Whitehead appealed by the way, and on Feb. 3, 1988, the New Jersey Supreme Court voided the contract and adoption, restoring Whitehead as Melissa’s mother with visitation rights. They ruled a fit mother cannot be forced to give away her baby. In this case, a contract was not a contract.

With medical advances, gestational carriers, who have no genetic relationship with the children they bear, have since replaced paid surrogates in most cases. But the shadow of Baby M lingers in New Jersey, barring such carriers from receiving more than medical and legal expenses; compelling them to give birth outside the state to collect a fee.

Sunday, December 6, 2009


Wednesday was my half-birthday. NO, I’m not one of those boomers crazed by advancing age. However, it’s impossible for me not to notice that I am now closer to 63 than 62.

It’s just that Dec. 2 is my brother’s birthday. He was born exactly 2.5 years after me, under unusual circumstances. Neither of us was suppose to be born. Let me give you one piece of advice: If you can arrange it, don’t let your birth make medical history. Please, take my word for it. For now, let’s just leave it at that.

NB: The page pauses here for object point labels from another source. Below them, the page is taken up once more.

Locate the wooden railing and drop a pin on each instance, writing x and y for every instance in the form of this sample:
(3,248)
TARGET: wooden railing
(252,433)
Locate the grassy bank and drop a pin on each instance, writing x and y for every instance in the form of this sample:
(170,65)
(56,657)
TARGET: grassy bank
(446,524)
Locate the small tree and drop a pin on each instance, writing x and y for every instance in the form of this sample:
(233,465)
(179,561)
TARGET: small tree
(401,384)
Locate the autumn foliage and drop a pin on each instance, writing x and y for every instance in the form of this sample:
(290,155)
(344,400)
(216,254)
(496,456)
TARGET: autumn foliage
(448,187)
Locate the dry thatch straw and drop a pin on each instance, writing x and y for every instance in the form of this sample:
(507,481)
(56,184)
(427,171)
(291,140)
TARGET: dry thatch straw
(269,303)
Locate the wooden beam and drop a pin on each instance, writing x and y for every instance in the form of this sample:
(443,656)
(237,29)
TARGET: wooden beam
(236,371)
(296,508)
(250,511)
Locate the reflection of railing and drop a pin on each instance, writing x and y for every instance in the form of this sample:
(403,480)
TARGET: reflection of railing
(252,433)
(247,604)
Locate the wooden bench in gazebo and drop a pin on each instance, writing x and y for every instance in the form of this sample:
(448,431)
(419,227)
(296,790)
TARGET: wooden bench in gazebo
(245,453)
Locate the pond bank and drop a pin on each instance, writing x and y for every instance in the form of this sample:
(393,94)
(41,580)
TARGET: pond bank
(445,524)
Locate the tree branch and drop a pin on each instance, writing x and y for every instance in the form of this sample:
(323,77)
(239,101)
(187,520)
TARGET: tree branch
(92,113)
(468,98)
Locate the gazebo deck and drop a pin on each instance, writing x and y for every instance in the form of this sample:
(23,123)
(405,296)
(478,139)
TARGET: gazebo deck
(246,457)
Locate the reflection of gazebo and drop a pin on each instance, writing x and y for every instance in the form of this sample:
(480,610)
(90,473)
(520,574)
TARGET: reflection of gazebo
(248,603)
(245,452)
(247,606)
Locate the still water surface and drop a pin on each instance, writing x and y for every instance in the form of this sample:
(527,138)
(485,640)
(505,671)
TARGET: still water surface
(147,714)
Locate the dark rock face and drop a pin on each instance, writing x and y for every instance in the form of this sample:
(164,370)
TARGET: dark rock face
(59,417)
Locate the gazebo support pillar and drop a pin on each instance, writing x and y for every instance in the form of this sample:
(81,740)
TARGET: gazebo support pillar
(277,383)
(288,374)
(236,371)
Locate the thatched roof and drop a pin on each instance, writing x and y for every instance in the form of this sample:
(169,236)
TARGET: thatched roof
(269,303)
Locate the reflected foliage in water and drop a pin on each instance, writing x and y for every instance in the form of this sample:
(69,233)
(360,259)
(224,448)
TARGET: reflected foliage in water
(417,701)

Back to my half-birthday. Actually, now that I think about it, my brother suffered through this concept also. My parents never let either of us have a birthday to ourselves. It definitely was a pebble in my shoe and certainly didn’t help our sibling relationship. Not too long ago, one of my mother’s best friends told me she never understood why my folks insisted on the practice.

So even though those days—and my parents--are long gone, the legacy remains. Without conscious effort, I can’t help knowing the exact day I am closer to my next birthday. When someone asks my age I start saying, “...I’m going on (insert next birthday age here). I’m always making myself older than I really am. I can’t seem to help myself.

My brother would have turned 60 years old on Wednesday--if he had lived. He orchestrated his exit from this plane of existence 21 years ago. But that, too, is a story for another time.

One thing’s for sure, I’ll never forget his birthday, no matter how long I live.

(I apologize for this brief entry, but I’ve been distracted by my daughter’s recent visit and radical changes in my work schedule. I’ll get back my rhythm in a bit.